Another construction has occurred to me as plausible, but it is equally fatal to the plaintiffs. It is to consider the word "exposures" as something different from buildings There are businesses which are carried on out of doors, such as burning lime and brick, making charcoal, boiling in an uncovered arch and the like, which would expose the neighboring buildings to hazard from fire. The primary clause of the application being confined to a statement of all the *Page 384 buildings within the distance mentioned, the company might reasonably enough require the statement of any other things within that distance which might operate as a cause of exposure to the building insured. Again, it may be that the clause was added for the double purpose of including all fixtures which might expose the property offered for insurance, situated within the distance specified, and which would not come within the description of buildings, and at the same time render more certain and unambiguous what might otherwise be considered equivocal in the inquiry about buildings. But I am of opinion that the first interpretation which I have suggested is the most reasonable, and I therefore consider it the best one. I am persuaded that the one which was applied on the trial was erroneous.
The defence which was interposed was, under the circumstances attending the making of the application, most unconscientious, and I should have been willing to find some satisfactory answer to it; but it is of paramount importance that parties should be held to perform contracts as they have made them, and in no other manner.
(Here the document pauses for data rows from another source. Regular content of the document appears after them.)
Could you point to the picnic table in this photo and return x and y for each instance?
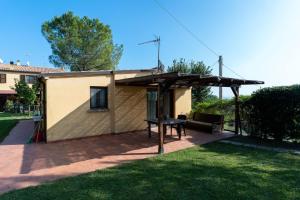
(167, 122)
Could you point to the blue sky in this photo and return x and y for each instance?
(259, 39)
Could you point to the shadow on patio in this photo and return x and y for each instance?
(32, 164)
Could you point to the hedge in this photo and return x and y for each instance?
(273, 113)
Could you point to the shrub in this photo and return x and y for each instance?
(224, 107)
(9, 106)
(273, 113)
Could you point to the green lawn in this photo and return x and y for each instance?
(213, 171)
(8, 121)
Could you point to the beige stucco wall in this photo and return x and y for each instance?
(130, 108)
(10, 79)
(183, 101)
(119, 76)
(68, 108)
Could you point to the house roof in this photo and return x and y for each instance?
(28, 69)
(176, 79)
(94, 73)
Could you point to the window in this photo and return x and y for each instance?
(28, 78)
(2, 78)
(98, 98)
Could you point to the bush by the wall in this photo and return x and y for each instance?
(9, 106)
(224, 107)
(273, 113)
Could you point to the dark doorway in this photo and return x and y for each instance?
(152, 104)
(2, 102)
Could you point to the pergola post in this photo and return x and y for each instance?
(160, 102)
(235, 91)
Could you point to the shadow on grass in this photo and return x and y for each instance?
(215, 171)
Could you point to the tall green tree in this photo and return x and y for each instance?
(81, 44)
(199, 93)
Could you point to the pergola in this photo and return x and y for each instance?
(165, 81)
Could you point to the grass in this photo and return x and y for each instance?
(214, 171)
(8, 121)
(266, 142)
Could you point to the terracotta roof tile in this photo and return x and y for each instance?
(28, 69)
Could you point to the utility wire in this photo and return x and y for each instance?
(233, 71)
(214, 64)
(185, 28)
(193, 35)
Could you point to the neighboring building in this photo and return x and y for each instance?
(9, 73)
(81, 104)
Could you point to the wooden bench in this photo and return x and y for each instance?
(206, 122)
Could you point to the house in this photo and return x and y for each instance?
(82, 104)
(9, 73)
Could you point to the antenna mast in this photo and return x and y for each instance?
(157, 40)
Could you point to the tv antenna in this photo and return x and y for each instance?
(156, 41)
The frequent occurrence of defences of this character have led me to think that it might be well for the legislature to enact that contracts of insurance should be contained in a single instrument, and to prescribe such plain and unambiguous provisions, gathered from the policies in use, as would enable persons desirous of insuring their property readily to see what stipulations they were called upon to assent to.
If the foregoing views prevail with my brethren, the judgment of the Supreme Court must be reversed and a new trial ordered.